Manassas City Council approved the site plan for the mixed-use retail/residential Hastings development to be constructed by developer Opus East during a regular meeting Monday.
If built, the Hastings development will be located on the corner of Wellington Road and Prince William Parkway extension and will have a mix of single-family homes, town houses, live/work units and lofts as well as grocery chain Harris Teeter.
The council also gave the go-ahead to pursue the possible acquisition and condemnation of an easement on the property of the Rappaport-owned Davis Ford Crossing shopping center, located directly across Wellington from the proposed Hastings development. City officials claimed that this easement will be necessary for sewer line upgrades, thus validating its acquisition of the property.

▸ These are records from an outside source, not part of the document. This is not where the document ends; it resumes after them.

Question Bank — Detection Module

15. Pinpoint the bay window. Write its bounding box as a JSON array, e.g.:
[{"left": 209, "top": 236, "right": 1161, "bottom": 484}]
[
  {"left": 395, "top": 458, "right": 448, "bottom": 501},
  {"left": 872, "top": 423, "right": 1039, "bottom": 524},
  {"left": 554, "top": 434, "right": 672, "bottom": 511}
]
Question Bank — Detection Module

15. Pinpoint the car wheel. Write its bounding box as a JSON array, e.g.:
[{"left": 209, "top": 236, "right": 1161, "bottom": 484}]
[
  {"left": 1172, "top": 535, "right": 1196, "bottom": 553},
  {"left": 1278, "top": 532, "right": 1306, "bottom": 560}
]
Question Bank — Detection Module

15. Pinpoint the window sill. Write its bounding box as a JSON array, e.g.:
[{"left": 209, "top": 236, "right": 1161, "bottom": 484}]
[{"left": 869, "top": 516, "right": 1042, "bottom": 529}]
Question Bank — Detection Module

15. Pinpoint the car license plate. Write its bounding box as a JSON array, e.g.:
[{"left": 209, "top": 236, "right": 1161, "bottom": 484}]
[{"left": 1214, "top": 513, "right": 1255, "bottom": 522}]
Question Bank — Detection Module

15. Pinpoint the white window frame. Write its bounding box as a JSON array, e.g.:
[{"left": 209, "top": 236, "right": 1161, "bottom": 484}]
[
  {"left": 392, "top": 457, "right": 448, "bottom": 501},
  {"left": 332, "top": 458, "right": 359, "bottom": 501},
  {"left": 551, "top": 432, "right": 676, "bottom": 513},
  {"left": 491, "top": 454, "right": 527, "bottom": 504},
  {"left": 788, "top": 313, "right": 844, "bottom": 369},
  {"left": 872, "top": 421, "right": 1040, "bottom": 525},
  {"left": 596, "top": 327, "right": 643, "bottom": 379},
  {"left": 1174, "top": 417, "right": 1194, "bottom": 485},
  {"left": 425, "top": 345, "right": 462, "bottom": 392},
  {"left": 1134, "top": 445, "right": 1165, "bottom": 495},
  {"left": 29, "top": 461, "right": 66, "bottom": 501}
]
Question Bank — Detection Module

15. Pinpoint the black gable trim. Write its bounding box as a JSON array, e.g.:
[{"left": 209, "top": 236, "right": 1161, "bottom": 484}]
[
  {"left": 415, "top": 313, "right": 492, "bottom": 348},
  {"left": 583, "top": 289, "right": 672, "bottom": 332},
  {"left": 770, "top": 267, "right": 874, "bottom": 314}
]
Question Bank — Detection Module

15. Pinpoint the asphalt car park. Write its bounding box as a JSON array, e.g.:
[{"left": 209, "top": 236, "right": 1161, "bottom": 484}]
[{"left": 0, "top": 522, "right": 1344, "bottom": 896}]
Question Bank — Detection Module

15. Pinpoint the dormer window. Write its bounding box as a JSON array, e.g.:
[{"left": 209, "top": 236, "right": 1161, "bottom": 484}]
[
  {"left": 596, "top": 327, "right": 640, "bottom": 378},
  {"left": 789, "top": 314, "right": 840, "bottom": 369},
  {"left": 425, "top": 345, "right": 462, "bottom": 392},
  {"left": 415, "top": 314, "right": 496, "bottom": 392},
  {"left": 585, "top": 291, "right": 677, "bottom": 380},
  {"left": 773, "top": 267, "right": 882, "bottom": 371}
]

Opus East has agreed to pay the full cost of designing and building the sanitary sewer system from Hastings Drive and Lake Jackson to Richmond Avenue. The current sewer system on the Davis Ford Crossing property must be extended to the property line so the new development can tie in to existing city lines.
Rappaport and Opus East had been in discussions on what to do with the easement for the last year. On Monday, Rappaport attorney Mark Moorstein asked the council for a 90-day extension so negotiations could continue without city interference.
Instead, the council decided to hold a public hearing on the acquisition and condemnation of the property for Oct. 22.
Community Development director Elizabeth Via said the city felt compelled to move on the issue because the developers had not shown substantial progress in their negotiations. Opus East attorney John McBride said Rappaport broke off negotiations for a two-month period and that Opus East had nowhere else to turn.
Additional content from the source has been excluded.